Faith winked at Lianne. “Honor’s just jealous. Next to you and Susa, we feel like telephone poles.”
Lianne looked at the tall, unmistakably female twins and rolled her eyes. “Yeah, right.”
Archer came into the entryway wearing tan slacks and a black, silk-weave jacket. He looked casual and very, very expensive. “Twenty minutes.”
As one, the women turned and rushed down the hall to Faith’s suite.
“No perfume,” Kyle called after them. “If I could recognize Lianne in the dark by her scent, someone else could.”
“Sniffing around in the dark,” Faith muttered. “Men are so primitive.”
“Yeah,” Honor said. “Isn’t it grand?”
Nineteen minutes later, Lianne emerged from Faith’s suite. The click of her high heels on marble was the only sound in the condominium.
Three men stared at her with a combination of shock and automatic male lust.
A red tube dress hugged Lianne like a hungry lover. Long sleeves and a V neck called attention to the shape of her breasts. The skirt cupped her rear and barely teased the top of her thighs. Smoky stockings made a long, sexy mystery of her legs. Faith’s deft touch with makeup turned Lianne’s eyes into a tawny challenge and gave an X-rated pout to her lips. She flipped back her curly, shoulder-length, frosted bronze hair, put one dagger-nailed hand on her hip, and said, “Ready when you are.”
“Holy Christ,” Kyle murmured. “That’s the last time you go shopping with my sisters.”
“You don’t like the color?” Lianne asked innocently. “It matches my nails.”
“There’s more of it on your nails than on you! Where’s the rest of the outfit?”
“What are you talking about? This is it.”
“Wrong. You forgot the skirt.”
“Quit bitching,” Archer said, smiling as he looked Lianne over thoroughly. “She’s supposed to be my date, not yours.”
“That’s what worries me,” Kyle said sourly, glaring at his brother.
“Ignore him,” Archer said, holding out his arm to Lianne. “I think you look good enough to eat. Twice.”
“That’s it,” Kyle said flatly. “Lianne is sitting in the backseat with me.”
“What are you complaining about?” Faith asked as she walked up with Honor. “You told us to make her over so that her own family wouldn’t recognize her. We did. So put a sock in the rant and get going.”
“You tell him,” Honor said. And privately wished that Faith would show half as much sass with Tony. The man led her around like a poodle on a pink leash.
“Is Johnny here?” Lianne asked.
“Waiting in the lobby,” Archer said. “Let’s go.”
As Archer’s Mercedes pulled up to the Tang compound, light the color of Lianne’s dress spilled across the sky. Johnny got out, spoke into the gate microphone, and climbed back in next to the driver. As he did, he glanced at the siren in the backseat and shook his head. Even at sixteen, Anna hadn’t looked like that.
“Wen will see me in the family quarters,” Johnny said. “I told him that I was taking the Donovan brothers to dinner in Chinatown, that you were staying in Vancouver for a few days, and that you had made overtures on the subject of jade trading. Wen suggested a tour of the Tang vault, but it seems that Daniel is out on a date tonight.
Wen’s hands aren’t up to opening the main vault door, and nobody else in the house knows the combination.”
“That will make it easier,” Archer said. “Unless he wants to see us along with you?”
“No. Daniel told me the exact truth. Wen hasn’t left his bed for three days.”
“How ill is he?” Lianne asked tightly.
“Not ill. Just old. Exhausted. This…all of it has been very hard on him.”
Her chin lifted. “Go to him. I’ll take Kyle and Archer to the vault.”
No servants hovered in the kitchen. None were in the long hall leading to the vault wing of the compound. Lianne hadn’t expected any. After five P.M., the servants went home to their rooms above Chinatown’s shops and restaurants, or to one of the old apartment buildings where three families lived in space designed for one.

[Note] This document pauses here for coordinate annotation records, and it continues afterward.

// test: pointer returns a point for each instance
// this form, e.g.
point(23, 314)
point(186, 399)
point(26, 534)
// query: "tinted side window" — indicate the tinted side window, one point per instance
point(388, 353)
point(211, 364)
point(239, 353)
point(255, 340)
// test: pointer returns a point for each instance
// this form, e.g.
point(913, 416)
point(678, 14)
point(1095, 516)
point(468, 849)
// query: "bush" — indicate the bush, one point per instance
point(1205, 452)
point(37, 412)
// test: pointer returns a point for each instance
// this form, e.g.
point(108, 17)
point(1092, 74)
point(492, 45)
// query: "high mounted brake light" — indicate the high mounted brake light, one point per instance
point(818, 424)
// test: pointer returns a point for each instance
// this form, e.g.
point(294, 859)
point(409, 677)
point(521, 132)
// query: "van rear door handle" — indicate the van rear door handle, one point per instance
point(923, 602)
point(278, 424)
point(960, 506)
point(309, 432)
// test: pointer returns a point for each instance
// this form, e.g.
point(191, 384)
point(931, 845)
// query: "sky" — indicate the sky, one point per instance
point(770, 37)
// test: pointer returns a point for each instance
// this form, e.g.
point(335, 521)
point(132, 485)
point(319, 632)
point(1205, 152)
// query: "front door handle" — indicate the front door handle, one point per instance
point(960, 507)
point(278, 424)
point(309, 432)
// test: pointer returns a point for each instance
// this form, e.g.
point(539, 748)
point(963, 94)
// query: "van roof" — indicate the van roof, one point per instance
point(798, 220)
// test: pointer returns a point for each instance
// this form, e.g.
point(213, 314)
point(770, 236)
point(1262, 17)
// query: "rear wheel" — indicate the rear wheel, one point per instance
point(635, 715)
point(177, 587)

The men’s footsteps and the click of Lianne’s five-inch heels were the only sounds in the long hall. Kyle had a hard time taking his eyes off the twitch and sway of her butt. The short coat she wore left too much to the imagination.
And not enough.
Despite Lianne’s distracting costume, Kyle made a low sound of appreciation when he saw the elegant jade screen that concealed the vault door. “I know museums that would commit grand theft to get their hands on a piece like that.”
“It wouldn’t be the first time museums accepted stolen goods,” Lianne said dryly. She bent over the dial on the old vault door. “Every time another Old Master goes on display, some grandchild of World War Two claims that Hitler stole it from their family.”
“Chances are he did,” Archer said, watching Lianne spin the dial once, twice.
“Of course. But at what point do you say the statute has run out? One generation? Two? A century? Never? Pretty soon we’ll be in the position Hong Kong—damn,”
she muttered and started over again on the combination. “We’ll be in the position Hong Kong was when it reverted to China. Businesses, collectors, owners of all kinds of Chinese artifacts simply packed them up and shipped them to Vancouver or Seattle, San Francisco or L.A. or New York. Anywhere the mainland Chinese and their new rules couldn’t confiscate them.”
Frowning, Lianne fiddled yet again with the dial. “Incredible cultural treasures are simply gone, in hiding, because the rules of the game of provenance changed.” She looked up. “Like now. Somebody has changed the rules. Or in this case, the combination.”
“Excuse me,” Archer said, gently pushing Lianne aside.
“Get out of his way, sweetheart,” Kyle said. “This is why I let him come along.”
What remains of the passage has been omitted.